Haven't noticed any appreciable hit on the machine, incoming or outgoing, but there haven't been any real users yet, and the comment feature is still on the sidelines. CPU stays in between 0-2% mostly, peaking at about 12% if I hit reload as fast as I can in a browser (not a realy test, I know). Memory is a steady 30MB on a machine with 1GB. The aggregator has been running for the past month or so without If-Modified-Since/If-None-Match headers, and I haven't noticed any bandwidth drain. The latest update to the codebase added those in, so it should be even better.

I'm currently worried about the concentration of hits on LiveJournal and Xanga. They might decide to get very angry with me, though I'm probably still below the radar. Xanga didn't seem to notice when I was writing my xanga2mt script, which hammered Xanga for several hours straight as I was debugging it :).

In the future, comment parsing will greatly outweigh anything else, as it potentially adds in a factor of N to the bandwidth consumption, where N is the number of entries. Also, LiveJournal and Xanga do not issue Last-Modified or ETag headers for actual entries. I may not support scraping of those sites for that reason, even though I already have to code to do so.

Also, I may have to design the comment feature such that you explicitly have to mark that you want to subscribe to a particular entry.
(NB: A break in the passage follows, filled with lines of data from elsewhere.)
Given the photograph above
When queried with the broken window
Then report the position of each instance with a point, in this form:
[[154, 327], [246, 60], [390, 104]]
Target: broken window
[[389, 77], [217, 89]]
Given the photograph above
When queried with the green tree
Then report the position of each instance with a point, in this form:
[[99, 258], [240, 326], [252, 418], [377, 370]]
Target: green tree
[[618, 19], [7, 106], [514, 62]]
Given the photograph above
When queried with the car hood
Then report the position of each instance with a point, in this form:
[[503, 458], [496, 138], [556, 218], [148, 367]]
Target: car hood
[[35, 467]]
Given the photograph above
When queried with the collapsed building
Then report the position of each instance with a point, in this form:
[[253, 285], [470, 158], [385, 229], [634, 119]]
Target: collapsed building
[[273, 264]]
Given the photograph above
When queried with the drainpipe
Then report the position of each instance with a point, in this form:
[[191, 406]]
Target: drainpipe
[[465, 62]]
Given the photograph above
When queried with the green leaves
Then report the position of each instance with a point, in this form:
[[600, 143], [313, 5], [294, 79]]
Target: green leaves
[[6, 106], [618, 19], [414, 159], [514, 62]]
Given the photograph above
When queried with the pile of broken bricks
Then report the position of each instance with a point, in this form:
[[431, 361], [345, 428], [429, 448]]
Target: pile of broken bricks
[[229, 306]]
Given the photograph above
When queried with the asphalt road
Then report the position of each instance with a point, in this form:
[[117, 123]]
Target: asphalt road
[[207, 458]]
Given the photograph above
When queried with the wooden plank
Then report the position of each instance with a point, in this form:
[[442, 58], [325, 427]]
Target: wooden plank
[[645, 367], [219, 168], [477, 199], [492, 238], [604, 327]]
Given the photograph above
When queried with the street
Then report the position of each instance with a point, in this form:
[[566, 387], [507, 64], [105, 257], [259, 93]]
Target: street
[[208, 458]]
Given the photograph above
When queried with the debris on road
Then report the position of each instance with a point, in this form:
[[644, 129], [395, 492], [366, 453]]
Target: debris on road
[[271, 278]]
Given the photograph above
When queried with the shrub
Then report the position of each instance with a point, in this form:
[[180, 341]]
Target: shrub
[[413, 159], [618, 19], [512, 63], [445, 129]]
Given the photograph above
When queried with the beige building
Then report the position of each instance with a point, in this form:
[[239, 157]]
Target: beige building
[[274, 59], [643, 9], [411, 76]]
Squid won't save too much right now, as the cache would have to be very short lived. My blog, for example, only gets 3-6 hits to the front page per hour, even if you look at peak times. The cache expiration would have be set to about ten minutes, which would mean that usually no entries would be served out of the cache, and I would actually be doubling the bandwidth costs. For now, I'll have to see if I get any users first :).

Posted by: Ken at February 19, 2004 01:41 AM

BTW - you officially get credit for being "First Post!" on movabletypo.net. I guess I get "Second Post!" and "Third Post!" :)

Posted by: Ken at February 19, 2004 01:42 AM

Great script. Somehow I really doubt the Xanga/LJ people notice much... they've got so much other traffic going from other users (malacious or otherwise) that it probably barely registers as a blip in their usage.

Posted by: Mike at February 19, 2004 09:31 AM

That's what I'm hoping, but I know Slashdot, for example, shuts off its feed to any site that reloads to feed too frequently. /. is kinda on the leading edge of this, but I don't want to give other sites reason to, even if I'm only a blip on the radar of a much larger problem.

I'm also a little worried about scraping MT blogs. , but I'm hoping that I can optimize out any of the actual issues. I know that I would certainly notice my aggregator scraping my blog, but I'm also the type of person that looks at my statistics regularly to figure out where my site is being stressed. Say, for example, that your site has ten entries in the feed, which is about par for the course. If I just read your feed every thirty minutes, that's forty-eight hits per day, 1440 per month. If I scrape the comments for that, that's 528 hits per day, or 15840 per month. Also, those hits are loading individual entries, which are much larger.

Currently, no site has registered more than 5000 hits on my site in a single month, so this would be pretty big. The Modified-Since stuff should make most of this go away, but I don't know how well .php sites, for example, support those headers.

Posted by: Ken at February 19, 2004 10:55 AM

Woo hoo! You fixed the boxes around the entry. Looks great!

Posted by: Cshell at February 19, 2004 11:43 PM